Talk: Scalable Structure Learning and Inference via Probabilistic Programming
Feras Saad: PhD Candidate, Computer Science, MIT
Event Details
LIVE STREAM: https://uwmadison.zoom.us/j/98233213828?pwd=dUJGWUJlUTQ1Smk2aUFBajJ6QjBXZz09
Abstract: Probabilistic programming supports probabilistic modeling, learning, and inference by representing sophisticated probabilistic models as computer programs in new programming languages. This talk presents efficient probabilistic programming-based techniques that address two fundamental challenges in scaling and automating structure learning and inference over complex data.
First, we describe scalable structure learning methods that make it possible to automatically synthesize probabilistic programs from scratch by performing Bayesian inference over hierarchies of flexibly structured symbolic program representations, for discovering models of time series data, tabular data, and relational data. Second, we present fast compilers and symbolic analyses that quickly compute exact answers to a broad range of inference queries about these learned programs, which lets us extract interpretable patterns and make accurate predictions.

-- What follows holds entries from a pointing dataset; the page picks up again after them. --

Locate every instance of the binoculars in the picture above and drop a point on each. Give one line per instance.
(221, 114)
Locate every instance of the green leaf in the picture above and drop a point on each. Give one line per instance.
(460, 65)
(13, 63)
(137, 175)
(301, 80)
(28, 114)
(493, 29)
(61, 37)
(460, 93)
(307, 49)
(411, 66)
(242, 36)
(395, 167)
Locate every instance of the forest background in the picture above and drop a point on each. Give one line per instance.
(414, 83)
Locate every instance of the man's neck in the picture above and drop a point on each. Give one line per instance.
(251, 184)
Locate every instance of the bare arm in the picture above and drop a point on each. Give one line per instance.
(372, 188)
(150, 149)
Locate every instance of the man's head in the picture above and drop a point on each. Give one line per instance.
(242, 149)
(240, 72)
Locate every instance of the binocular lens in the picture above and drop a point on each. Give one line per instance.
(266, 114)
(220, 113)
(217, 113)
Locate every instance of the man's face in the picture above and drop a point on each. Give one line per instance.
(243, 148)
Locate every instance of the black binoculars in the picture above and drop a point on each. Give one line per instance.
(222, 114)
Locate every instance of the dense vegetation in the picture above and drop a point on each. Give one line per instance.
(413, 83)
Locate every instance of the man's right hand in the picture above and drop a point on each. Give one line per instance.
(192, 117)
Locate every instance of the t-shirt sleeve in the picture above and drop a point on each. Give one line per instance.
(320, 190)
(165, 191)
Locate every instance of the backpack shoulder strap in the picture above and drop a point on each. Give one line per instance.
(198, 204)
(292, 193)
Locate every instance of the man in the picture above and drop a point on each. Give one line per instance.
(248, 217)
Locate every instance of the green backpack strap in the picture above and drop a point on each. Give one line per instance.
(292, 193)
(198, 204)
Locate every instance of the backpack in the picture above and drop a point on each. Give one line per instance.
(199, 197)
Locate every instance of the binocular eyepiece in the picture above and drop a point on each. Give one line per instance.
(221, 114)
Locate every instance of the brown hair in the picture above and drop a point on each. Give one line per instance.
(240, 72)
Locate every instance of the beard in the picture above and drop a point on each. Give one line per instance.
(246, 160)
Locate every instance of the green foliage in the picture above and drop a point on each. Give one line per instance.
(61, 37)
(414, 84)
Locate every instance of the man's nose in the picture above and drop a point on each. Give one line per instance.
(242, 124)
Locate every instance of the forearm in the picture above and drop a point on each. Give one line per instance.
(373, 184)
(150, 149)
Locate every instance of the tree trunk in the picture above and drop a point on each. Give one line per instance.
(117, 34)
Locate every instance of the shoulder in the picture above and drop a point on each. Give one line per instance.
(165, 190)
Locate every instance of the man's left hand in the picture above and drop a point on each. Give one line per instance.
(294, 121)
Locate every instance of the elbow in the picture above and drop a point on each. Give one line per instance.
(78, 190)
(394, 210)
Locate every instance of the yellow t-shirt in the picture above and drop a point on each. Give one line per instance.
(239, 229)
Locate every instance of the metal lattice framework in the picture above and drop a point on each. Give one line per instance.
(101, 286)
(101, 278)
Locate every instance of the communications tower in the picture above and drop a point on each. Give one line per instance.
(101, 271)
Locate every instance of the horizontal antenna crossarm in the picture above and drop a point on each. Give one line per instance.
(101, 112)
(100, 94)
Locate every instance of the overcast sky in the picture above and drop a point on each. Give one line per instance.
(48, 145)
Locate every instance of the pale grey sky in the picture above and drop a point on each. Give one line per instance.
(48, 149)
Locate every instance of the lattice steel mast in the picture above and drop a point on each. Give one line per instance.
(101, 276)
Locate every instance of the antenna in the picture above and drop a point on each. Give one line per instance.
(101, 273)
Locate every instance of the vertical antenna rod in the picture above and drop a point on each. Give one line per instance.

I will demonstrate how these techniques deliver substantial improvements in runtime, accuracy, robustness, and programmability by drawing on examples from several real-world applications, which include adapting to extreme novelty in economic time series, online forecasting of flu rates given sparse multivariate observations, discovering stochastic motion models of zebrafish hunting, and verifying the fairness of machine learning classifiers.
Bio: Feras Saad is a PhD candidate in Computer Science at MIT, working at the intersection of programming languages, probabilistic AI, and computational statistics. His research focuses on combining ideas from programming and probability to help people and machines make sense of complex phenomena in the world. His work is associated with a collection of popular open-source probabilistic programming systems, which are used by collaborators in industry, academia, and non-profits for practical applications of structure discovery and probabilistic inference. Feras' MEng thesis on probabilistic programming and data science has been recognized with the 1st Place Computer Science Thesis Award at MIT.